Kiffin’s goal is to bring a national championship back to LSU. The Tigers won one each under Nick Saban, Les Miles and Ed Orgeron. Brian Kelly was fired in large part because he didn’t get the Tigers close to that goal.
But the national title standard is achievable in part because of the program’s ability to stock up on home-state stars. In the 10 recruiting cycles from 2016 through 2025, Louisiana produced 935 players rated three-, four- or five-star recruits by the 247Sports Composite, seventh-most in the country. But when adjusting for population, Louisiana produced those recruits at the third-highest rate, even ahead of talent-rich havens like Texas, Florida and California. Of those 935 players, 9.1 percent were drafted, a higher clip than Texas (6.4 percent), Florida (6.3), Georgia (6.6) and California (5.8), according to SportSource Analytics.

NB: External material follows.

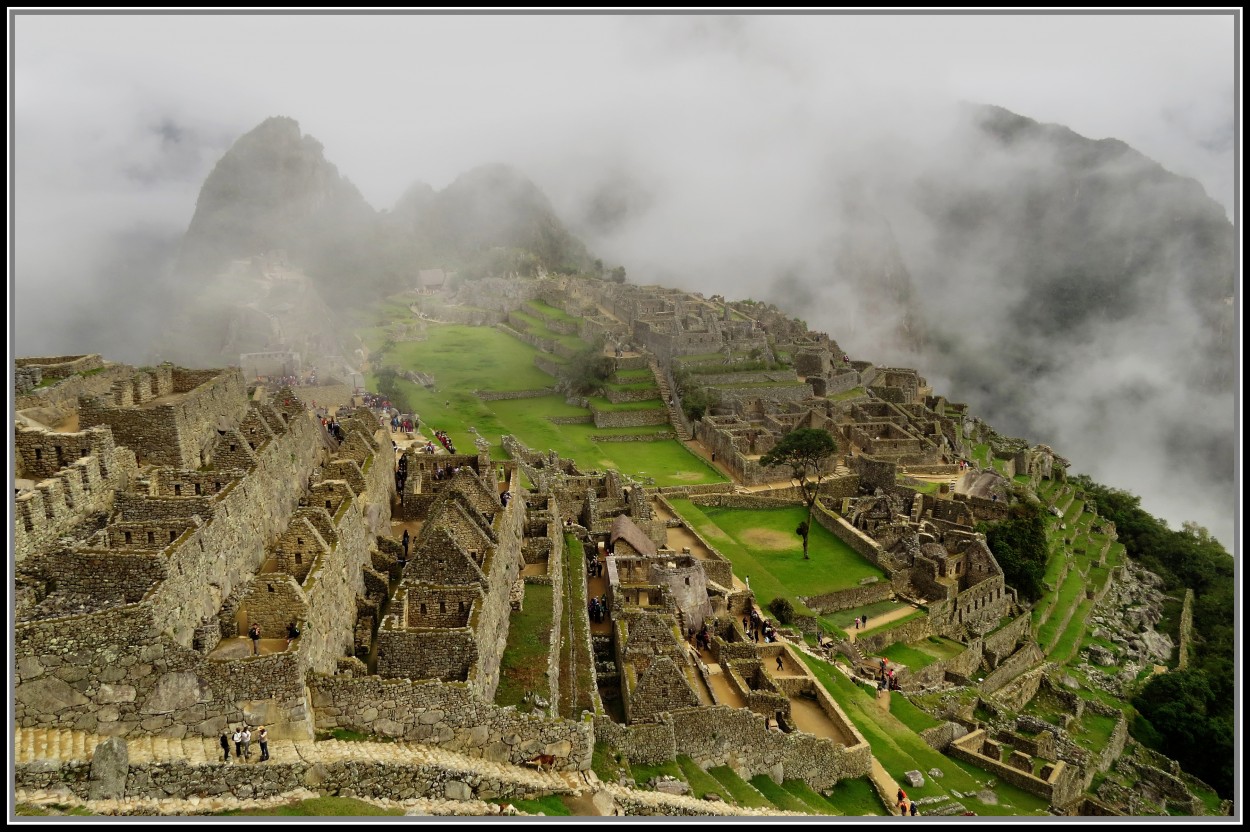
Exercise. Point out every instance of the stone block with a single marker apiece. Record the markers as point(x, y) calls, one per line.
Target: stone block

And in the revenue-sharing era, recruiting is a more cost-effective way to build a roster. While transfer players are more proven and ready to contribute, they also cost a lot more than players who have been recruited and developed. A Power 4 general manager said his rule of thumb is that a high school recruit should cost roughly half as much as a portal player at the same position.
“It is cheaper to retain (recruited players), because they’re bought into the school and the culture and the coaching staff,” the Power 4 personnel director said. “You’ll be able to retain them for cheaper and bump them up every now and then.”
The cost may not matter as much in the short term for LSU, which reportedly promised Kiffin $25 million for the roster. That’s well above what LSU spent last year ($18 million, according to Kelly) and on par with what Texas Tech spent on its roster this season.
But building through recruiting, while supplementing through the portal, still appears to be the best path to a title. And it’s where Kiffin should, and likely will, start.
“The mission is simple: Bring the best players in the country to LSU,” Kiffin said Monday. “And it starts right here, in the state of Louisiana.”